Parallelism in Nested Loop
Parallelism in Nested Loop
By : Kasim Wirama, MCDBA
This posting, I would show behavior characteristic of parallelism in nested loop join. Let’s build these 2 big tables first, with the following TSQL script :
CREATE TABLE bigtable
(
col1 INT PRIMARY KEY,
col2 INT,
col3 CHAR(2000)
);
GO
SET NOCOUNT ON;
DECLARE @i INT;
SET @i = 1;
WHILE @i <=300000
BEGIN
INSERT INTO bigtable VALUES (@i , @i + 100, 'SOME VALUE');
SET @i = @i + 1;
END
GO
SELECT *
INTO anotherbigtable
FROM bigtable;
GO
ALTER TABLE anotherbigtable
ADD CONSTRAINT pk_1 PRIMARY KEY (col1);
GO
I retrieve result from columns of both tables by joining them on col1 column with filter criteria col2 column less than 500. The sql query for achieve parallelism in nested loop join is :
SELECT
t1.*, t2.*
FROM bigtable AS t1 JOIN anotherbigtable AS t2
ON t1.col1 = t2.col1
WHERE t2.col2 < 500
The execution plan for the query (run first : SET STATISTICS PROFILE ON) is :
|--Parallelism(Gather Streams)
|--Nested Loops(Inner Join, OUTER REFERENCES:([t2].[col1], [Expr1004]) OPTIMIZED WITH UNORDERED PREFETCH)
|--Clustered Index Scan(OBJECT:([tempdb].[dbo].[anotherbigtable].[pk_1] AS [t2]), WHERE:([tempdb].[dbo].[anotherbigtable].[col2] as [t2].[col2]<(500)))
|--Clustered Index Seek(OBJECT:([tempdb].[dbo].[bigtable].[PK__bigtable__18EBB532] AS [t1]), SEEK:([t1].[col1]=[tempdb].[dbo].[anotherbigtable].[col1] as [t2].[col1]) ORDERED FORWARD)
With retrieve only 500 rows from 300,000 rows tables, optimizer need to use parallelism. Why? It is because no index applied on col2 column, so optimizer will search from first until end of join predicate on clustered index col1 on both bigtable and anotherbigtable. To speed up the nested looping processing time, optimizer decides to apply parallelism on Nested Loops operator. With parallelism on nested loop, optimizer use more than one thread, and group of rows would be independent across threads. Outer query (Clustered Index Scan operator) will be on each of threads.
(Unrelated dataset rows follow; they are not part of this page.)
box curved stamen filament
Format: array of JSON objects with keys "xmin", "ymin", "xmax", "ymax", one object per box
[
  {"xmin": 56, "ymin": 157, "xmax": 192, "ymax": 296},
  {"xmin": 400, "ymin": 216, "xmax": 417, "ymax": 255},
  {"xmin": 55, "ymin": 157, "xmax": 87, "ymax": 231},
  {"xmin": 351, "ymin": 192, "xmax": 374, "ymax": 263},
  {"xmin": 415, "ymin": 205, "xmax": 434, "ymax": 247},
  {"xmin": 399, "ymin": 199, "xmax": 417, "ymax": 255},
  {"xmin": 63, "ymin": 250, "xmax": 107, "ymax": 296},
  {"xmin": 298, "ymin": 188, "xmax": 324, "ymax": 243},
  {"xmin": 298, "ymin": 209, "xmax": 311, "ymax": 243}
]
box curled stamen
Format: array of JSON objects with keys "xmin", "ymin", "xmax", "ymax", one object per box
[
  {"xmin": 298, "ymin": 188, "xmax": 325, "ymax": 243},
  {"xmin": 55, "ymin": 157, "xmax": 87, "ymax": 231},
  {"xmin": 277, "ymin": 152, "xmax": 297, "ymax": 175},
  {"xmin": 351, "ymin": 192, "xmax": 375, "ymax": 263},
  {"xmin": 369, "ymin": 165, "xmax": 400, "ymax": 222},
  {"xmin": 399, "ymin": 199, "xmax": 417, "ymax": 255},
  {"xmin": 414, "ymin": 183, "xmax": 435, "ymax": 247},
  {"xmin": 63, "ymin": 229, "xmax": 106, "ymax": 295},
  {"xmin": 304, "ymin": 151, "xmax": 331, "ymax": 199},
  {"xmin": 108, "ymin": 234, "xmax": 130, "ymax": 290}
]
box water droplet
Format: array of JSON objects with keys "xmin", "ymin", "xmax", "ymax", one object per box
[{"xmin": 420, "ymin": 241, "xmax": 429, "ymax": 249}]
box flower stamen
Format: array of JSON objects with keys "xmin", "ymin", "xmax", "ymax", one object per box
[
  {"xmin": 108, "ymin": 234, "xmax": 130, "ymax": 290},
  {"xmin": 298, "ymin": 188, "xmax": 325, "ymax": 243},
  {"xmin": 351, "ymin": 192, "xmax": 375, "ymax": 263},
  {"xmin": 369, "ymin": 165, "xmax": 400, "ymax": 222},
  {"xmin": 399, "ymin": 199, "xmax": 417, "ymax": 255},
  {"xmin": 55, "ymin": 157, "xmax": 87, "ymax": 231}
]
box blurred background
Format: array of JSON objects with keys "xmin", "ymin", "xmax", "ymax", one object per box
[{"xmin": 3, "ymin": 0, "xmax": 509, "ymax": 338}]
How about inner query (Clustered Index Seek operator)? Is it also separated on each threads? Here is something a bit tricky. The answer is no, inner query will be executed in serial mode because data on inner query (bigtable) is shared among threads on anotherbigtable (outer query) so parallelism on inner query couldn’t be applied whereas outer query could.